Ya, mungkin. Dalam hal lain. Dalam hal-hal ini, nggak kok. Semua pengambilan keputusan sudah melalui serangkaian skoring lewat Microsoft Excel, dengan pilihan-pilihan yang melalui rangkaian flowchart dari draw.io. Lebih penting lagi, semua keputusan gue sudah gue konsultasikan ke orang-orang yang gue percayai, dan melalui berlapis-lapis doa serta pernohonan. Gue boleh jadi ceroboh dalam banyak hal (nabrak pintu, kesandung, salah kirim chat minta dijemput ke grup kerjaan di hari pertama masuk), tapi dalam memilih, I took my time in it. I had my reasonings and goddamn some things are just too risky. But they are worth it.

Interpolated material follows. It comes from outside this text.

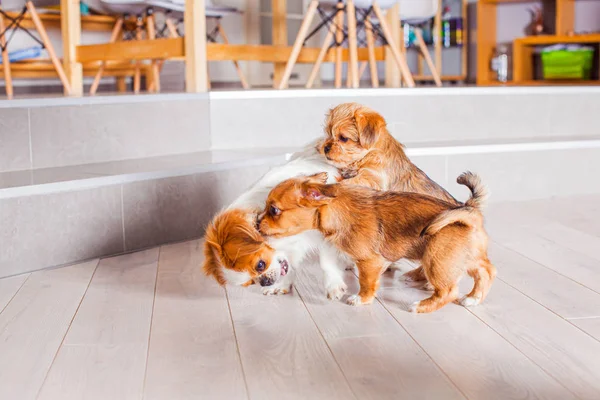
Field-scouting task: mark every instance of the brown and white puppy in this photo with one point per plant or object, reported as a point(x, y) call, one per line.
point(377, 228)
point(359, 144)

Berkaca dari pengalaman gue, beberapa nggak turned out seperti yang gue kira, tapi malah lebih baik lagi---in different way. Memang ada kejadian-kejadian spesifik atau orang-orang khusus yang PERLU terjadi dalam hidup gue untuk membentuk gue menjadi gue yang sekarang.

Tentu ini semua nggak lepas dari sikon yang ada di sekitar gue, ya. Keluarga yang nggak banyak menuntut untuk gue hidup sesuai standar sosial banyak orang (atau dalam hal lain, yang sering menjawab "yaaa terserah kamu lah, Nak!"), kondisi sebagai anak tunggal (gue nggak punya siapa-siapa yang harus gue biayai sekolahnya, meski ini artinya orang tua gue have one shot in raising anak yang berhasil), serta drive yang cukup kuat dalam diri. Entah dalam bentuk malu, balas dendam, atau ya... keras kepala aja. Hahahaha.

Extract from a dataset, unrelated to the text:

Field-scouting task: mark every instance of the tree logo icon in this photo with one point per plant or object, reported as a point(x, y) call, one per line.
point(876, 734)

Kemudian... apakah gue kapok?

Kapok... apa? Selalu mengambil the harder way karena gue nggak setengah-setengah, hmm... sedikit. Tapi menjadi berani sebagai cara memperjuangkan apa yang gue anggap layak dan berarti? Nggak kayaknya.

And the last one, I think the root of all these has always been faith.